A live version of "Cleveland Rocks" appears on Hunter's 1980 album Welcome to the Club and on the soundtrack to the 1987 film Light of Day, a movie with Joan Jett and Michael J. Fox that is based in Cleveland.

The "England Rocks" version appears on the compilation albums Shades of Ian Hunter: The Ballad of Ian Hunter and Mott the Hoople and The Very Best of Ian Hunter, as well on the CD re-issue of Hunter's 1977 album Overnight Angels.

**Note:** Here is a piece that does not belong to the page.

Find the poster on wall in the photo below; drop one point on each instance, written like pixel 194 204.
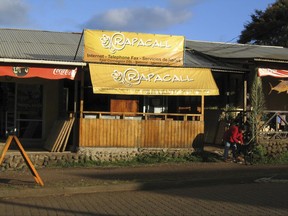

The original version also serves as an unofficial tribute to the history of rock and roll, as at the beginning of the song, it has an archival sample of Cleveland disc jockey Alan Freed introducing his show on WJW, The Moondog Show, before suddenly segueing into the intro to "Cleveland Rocks". (Freed had been deceased for fourteen years at the time of the release of "Cleveland Rocks".) Freed's show on WJW launched several rock and roll acts in the early days of the genre, and would form part of the basis of opening the Rock and Roll Hall of Fame in Cleveland sixteen years later. Hunter performed "Cleveland Rocks" in the pregame ceremonies of Game 3 of the 2007 NBA Finals at Quicken Loans Arena—the first NBA Finals game played in the state of Ohio.

==Reception==
Smash Hits said, "The man who launched a thousand poseurs (along with Bowie about the most influential figure of the mid-seventies) returns with a furious, huge production of a number which isn't a million miles away from his 'All the Way from Memphis' classic."

==Cover versions==

The song was covered in 1997 by The Presidents of the United States of America as the opening theme of the television program The Drew Carey Show, a situation comedy set in Cleveland. It accompanied a lavish opening sequence in which the cast lip-synced the song while performing elaborate choreography. The band covered the entire song with the exception of the portion that said "find a place, grab a space, and yell and scream for more.” Only part of the covered portion was used for the Drew Carey theme. At the beginning of the recording, Drew Carey (a native of Cleveland) can be heard saying "Hey!" and then laughing, and at the end shouting "Ohio!" to an echoing effect. The latter soundbite appears in both the theme song and the full-length version of the song, and is a direct remake of the original, which has a similar "Ohio!" soundbyte at the end. The song is a track on the album Cleveland Rocks! Music from The Drew Carey Show as well as on the band's compilation Pure Frosting. This version is traditionally played after a home win for either the Cleveland Guardians or Cleveland Cavaliers. Although it was never played for the Cleveland Browns, Carey had the Browns fans chant "Cleveland Rocks!" when the team returned to playing in the city in 1999. The song's title has also been referenced several times on The Price is Right, which Carey has hosted since 2007.

Hunter's original version would later open a Drew Carey "mistakes" episode. For the final season of Drew Carey, the theme song was performed in a different musical style for each episode (as were the previous two themes, "Moon Over Parma" from the first season and "Five O'Clock World" from the second).